Há dez dias, talvez mais tempo ainda
Há 10 dias acordei de uma “viagem” bem idiota para minha idade, nem tão avançada assim, é bem verdade. Dei-me conta que estava a bater boca ou bater teclas de notebook com pessoas que mal conheço, com quem não tenho a menor intimidade sobre política, sobre socialismo utópico ou capitalismo selvagem. Da festa, da grande festa que ocorre na política a maioria de nós, a patuleia (como define Elio Gaspari), não será convidada a participar, a não ser, é claro, na hora de pagar a conta. Na grande festa da exibição da genitália masculina, para não escrever termo mais chulo, a gente entra com as bundas, para não escrever outro termo vulgar. Então, decidi parar de rebater e apenas ler, às vezes nem isso, as opiniões contrárias, sem a manifestação contrária. Tem Grêmio e Inter, tem chimangos e maragatos...é isso aí, a grande diversidade e em cada cabeça, uma sentença.
Muitos de nossos valorosos companheiros estão sob efeito desse vírus que não encontra limites, somos pequenos demais. Muitos sobreviverão a seu ataque, outros quedarão. A gente fica meio anestesiado diante do que parece inexorável, o contágio. Leio que em São Paulo concluíram que a metade dos contagiados era absolutamente assintomático e isso é assustador. Por que o vírus me quis, por que não me quis? Diante desse panorama as discussões sobre política e futebol ganham papel secundário, irrelevante...
Tem pessoas que passam em nossas vidas e marcam. Temos nossos ídolos das músicas, cinema, teatro, futebol. Tem a gente que a gente queria ser tal qual. Lembro de Raul e seu túmulo no gramado do Jardim da Saudade em Salvador; ali, no chão, uma placa azul de letras brancas: Raul dos Santos Seixas e eu chorei; chorei porque éramos próximos, eu acho, ele dizia e cantava a crítica de uma sociedade que não era atenta à solidariedade. Pintava liberdade de costumes e uma sociedade alternativa, eu era jovem e queria um novo mundo, não utópico, mas um mundo possível; é provável que ele não venha, não nessa geração. Ali, sob a placa, entremeado ao pó, estava meu ídolo, o maluco beleza, o que havia assistido à sessão das dez, o que queria partir em um disco voador, como o Capitão Blood.

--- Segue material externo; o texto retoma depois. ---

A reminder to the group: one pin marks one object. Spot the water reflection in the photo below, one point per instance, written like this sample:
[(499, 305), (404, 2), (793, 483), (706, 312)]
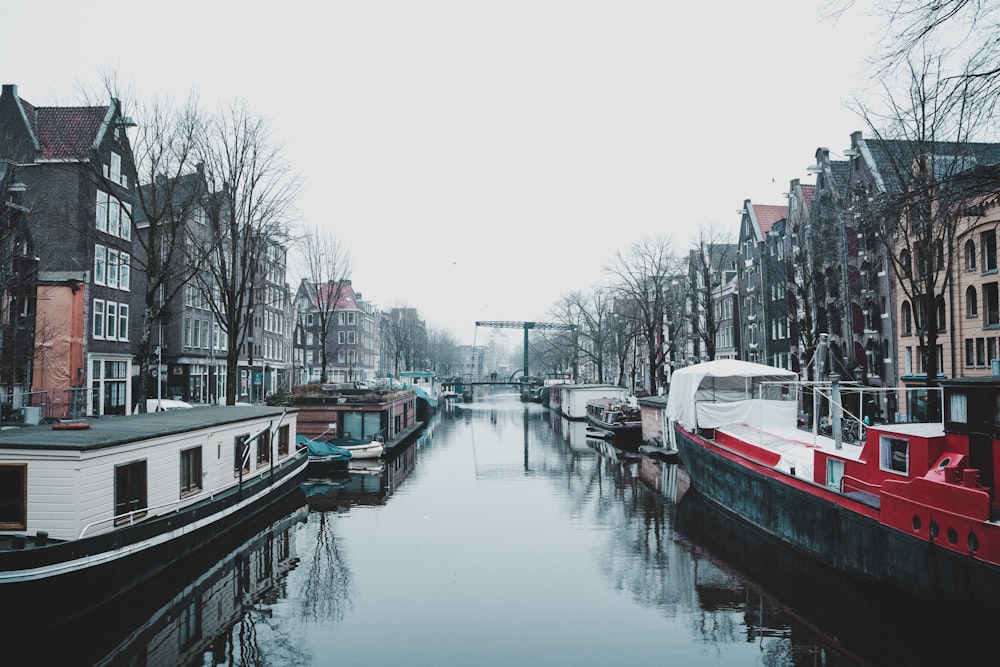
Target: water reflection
[(505, 515), (208, 609)]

Lembrei subitamente de Luciana Vendramini, sei lá porquê. Era uma das musas de um passado recente, uma menina de São Paulo que viveu uns tempos com o roqueiro Paulo Ricardo. Veio-me Luli, esposa de Jaime Ughini, que como seu marido foi embora cedo demais. Nunca tivemos intimidade nos convívios, mas era a Luli...a Luli e lá vinha ela pela Moron, de braços dados com sua mãe. Ela tinha tudo a ver com a Moron...a mais bela rua da cidade não será a mesma sem Luli, pelo menos para os da nossa turma. Quando penso na Luli e em Jaime, amigos tão simpáticos e tão queridos, penso nas bobagens e mesquinharias que expomos nas redes sociais, espaço que poderia estar ocupado com o nosso melhor. Merda, não é mesmo? Estamos na torcida para Edu Wentz porque o Boka é quase nossa segunda casa, assim como o Natus. Ali, nesses bares, estão petrificados milhares de grandes momentos e essas pessoas queridas são parte de nossas carnes, são parte de nosso sangue. Estamos na vigília por Alexandre Fagundes, (em recuperação de acidente de trânsito) filho de nossos amigos e, portanto, nosso filho também. Merda...termo chulo, é verdade...merda, merda...a vida, às vezes, é uma merda. Mas, não se entreguemo.